Бесконечно многообразие прокофьевского наследия. В океане музыки, созданной им, буквально каждый находит область, близкую его сердцу, темпераменту. Это касается не только слушателей, воспринимающих творчество Прокофьева, но и тех музыкантов, которые несут его людям. Ибо нет таких жанров и форм, к которым не обращался бы композитор. Трудно представить себе сегодня развитие любого музыкального жанра вне вклада, внесенного Прокофьевым.

Даже простой перечень его сочинений говорит о необычайной интенсивности и плодотворности композиторского труда. Восемь опер, семь симфоний, несколько ораторий и кантат, семь балетов, девять инструментальных концертов, десятки сонат, циклов, отдельных пьес и ансамблей для различных инструментов, вокальные циклы, музыка к спектаклям и кинофильмам, произведения для детей. Но не только жанровая всеохватность поражает в этом огромном перечне.
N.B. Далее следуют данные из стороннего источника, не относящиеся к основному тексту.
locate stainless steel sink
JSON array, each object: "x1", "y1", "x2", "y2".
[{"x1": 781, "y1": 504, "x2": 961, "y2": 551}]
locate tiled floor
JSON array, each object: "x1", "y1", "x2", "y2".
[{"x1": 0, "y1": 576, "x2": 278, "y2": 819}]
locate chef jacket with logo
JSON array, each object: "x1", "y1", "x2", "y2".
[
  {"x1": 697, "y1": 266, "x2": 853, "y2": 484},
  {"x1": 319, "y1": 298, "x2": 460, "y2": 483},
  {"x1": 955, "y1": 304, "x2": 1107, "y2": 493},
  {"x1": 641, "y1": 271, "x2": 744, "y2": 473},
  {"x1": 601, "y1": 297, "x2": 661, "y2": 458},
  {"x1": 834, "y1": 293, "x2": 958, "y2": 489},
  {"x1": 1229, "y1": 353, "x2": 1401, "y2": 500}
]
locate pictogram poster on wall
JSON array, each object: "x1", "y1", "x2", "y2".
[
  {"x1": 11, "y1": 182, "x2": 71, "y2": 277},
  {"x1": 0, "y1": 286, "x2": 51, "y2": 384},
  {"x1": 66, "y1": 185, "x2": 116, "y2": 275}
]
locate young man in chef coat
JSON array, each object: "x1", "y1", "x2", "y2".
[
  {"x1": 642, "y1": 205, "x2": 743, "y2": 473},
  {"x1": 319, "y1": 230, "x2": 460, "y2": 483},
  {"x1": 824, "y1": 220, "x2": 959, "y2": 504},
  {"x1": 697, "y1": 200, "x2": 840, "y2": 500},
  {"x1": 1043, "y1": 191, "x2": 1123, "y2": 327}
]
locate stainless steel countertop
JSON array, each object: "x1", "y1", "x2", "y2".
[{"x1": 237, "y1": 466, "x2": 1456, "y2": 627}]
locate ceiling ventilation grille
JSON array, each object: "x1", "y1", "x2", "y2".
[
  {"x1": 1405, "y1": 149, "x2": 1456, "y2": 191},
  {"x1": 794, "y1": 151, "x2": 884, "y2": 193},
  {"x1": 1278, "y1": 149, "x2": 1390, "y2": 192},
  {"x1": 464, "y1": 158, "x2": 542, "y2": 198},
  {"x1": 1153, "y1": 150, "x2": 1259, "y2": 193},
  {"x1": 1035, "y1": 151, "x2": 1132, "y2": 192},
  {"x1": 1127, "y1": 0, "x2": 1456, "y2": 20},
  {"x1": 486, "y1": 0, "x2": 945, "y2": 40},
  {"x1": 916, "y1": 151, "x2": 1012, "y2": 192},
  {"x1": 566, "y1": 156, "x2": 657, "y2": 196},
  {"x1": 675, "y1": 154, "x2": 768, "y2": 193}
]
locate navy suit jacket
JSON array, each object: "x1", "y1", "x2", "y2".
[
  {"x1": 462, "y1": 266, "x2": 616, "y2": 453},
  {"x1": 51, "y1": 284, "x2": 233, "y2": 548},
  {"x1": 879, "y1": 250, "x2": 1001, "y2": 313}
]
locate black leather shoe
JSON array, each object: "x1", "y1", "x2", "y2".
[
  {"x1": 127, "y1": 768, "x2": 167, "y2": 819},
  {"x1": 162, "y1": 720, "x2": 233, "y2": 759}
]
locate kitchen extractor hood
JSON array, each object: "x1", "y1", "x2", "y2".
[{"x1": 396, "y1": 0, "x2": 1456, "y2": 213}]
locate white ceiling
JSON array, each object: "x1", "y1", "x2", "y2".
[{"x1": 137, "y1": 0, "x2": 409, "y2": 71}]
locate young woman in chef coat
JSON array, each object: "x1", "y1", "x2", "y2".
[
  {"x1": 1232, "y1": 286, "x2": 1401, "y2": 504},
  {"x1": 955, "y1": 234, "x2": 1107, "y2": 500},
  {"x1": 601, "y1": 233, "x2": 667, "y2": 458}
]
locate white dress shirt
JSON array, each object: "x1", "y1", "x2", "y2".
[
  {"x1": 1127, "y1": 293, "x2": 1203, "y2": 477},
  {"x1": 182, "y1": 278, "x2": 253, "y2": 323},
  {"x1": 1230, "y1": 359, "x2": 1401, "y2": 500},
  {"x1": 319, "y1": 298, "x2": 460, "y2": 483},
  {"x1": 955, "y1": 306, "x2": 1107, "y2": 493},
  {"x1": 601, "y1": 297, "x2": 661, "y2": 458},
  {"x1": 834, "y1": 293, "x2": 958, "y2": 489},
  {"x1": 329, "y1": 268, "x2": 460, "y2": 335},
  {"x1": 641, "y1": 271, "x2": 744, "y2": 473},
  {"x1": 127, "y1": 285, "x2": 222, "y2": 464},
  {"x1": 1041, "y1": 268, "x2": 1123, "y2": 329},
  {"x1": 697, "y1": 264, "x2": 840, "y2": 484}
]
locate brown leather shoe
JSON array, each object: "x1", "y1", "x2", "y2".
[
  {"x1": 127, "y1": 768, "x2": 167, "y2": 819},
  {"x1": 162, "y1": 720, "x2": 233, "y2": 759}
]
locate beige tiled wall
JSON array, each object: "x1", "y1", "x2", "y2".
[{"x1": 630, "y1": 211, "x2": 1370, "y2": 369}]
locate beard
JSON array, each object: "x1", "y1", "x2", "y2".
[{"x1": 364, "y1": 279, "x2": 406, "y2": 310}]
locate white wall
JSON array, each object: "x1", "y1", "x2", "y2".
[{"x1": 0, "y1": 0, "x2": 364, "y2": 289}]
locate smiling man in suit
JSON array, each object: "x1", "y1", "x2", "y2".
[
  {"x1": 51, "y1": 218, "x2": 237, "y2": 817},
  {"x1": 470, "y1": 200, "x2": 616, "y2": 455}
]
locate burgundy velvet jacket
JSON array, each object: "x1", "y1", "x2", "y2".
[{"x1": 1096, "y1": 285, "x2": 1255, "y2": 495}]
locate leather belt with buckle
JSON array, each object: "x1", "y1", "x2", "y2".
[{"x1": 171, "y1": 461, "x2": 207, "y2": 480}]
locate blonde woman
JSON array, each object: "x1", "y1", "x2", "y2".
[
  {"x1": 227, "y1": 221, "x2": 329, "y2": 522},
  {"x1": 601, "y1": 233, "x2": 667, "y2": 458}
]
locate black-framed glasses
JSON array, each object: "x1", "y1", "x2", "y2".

Еще в большей степени — многогранность тем, сюжетов, образов, широчайший диапазон чувств и мыслей. Немного найдется в истории музыки гениев, которым в равной степени открывались бы и смысл великих движений эпохи, и глубины человеческой психологии, и мудрость старца, и беззаботный мир ребенка; Прокофьеву были подвластны и философские раздумья, и лирическая взволнованность, и острый сарказм, и горькая печаль, и буйное веселье.
Поэтому никто, услышав два, три или даже несколько произведений композитора, не может сказать: я знаю
Прокофьева. «Сколько бы ни вслушиваться в Музыку Сергея Прокофьева,— говорит Д. Шостакович,— даже, казалось бы, до нотки знакомую, все равно каждый раз открываешь в ней новые художественные красоты, глубину, неувядаемую свежесть и оригинальность. Как всякий большой талант, Прокофьев поистине неисчерпаем».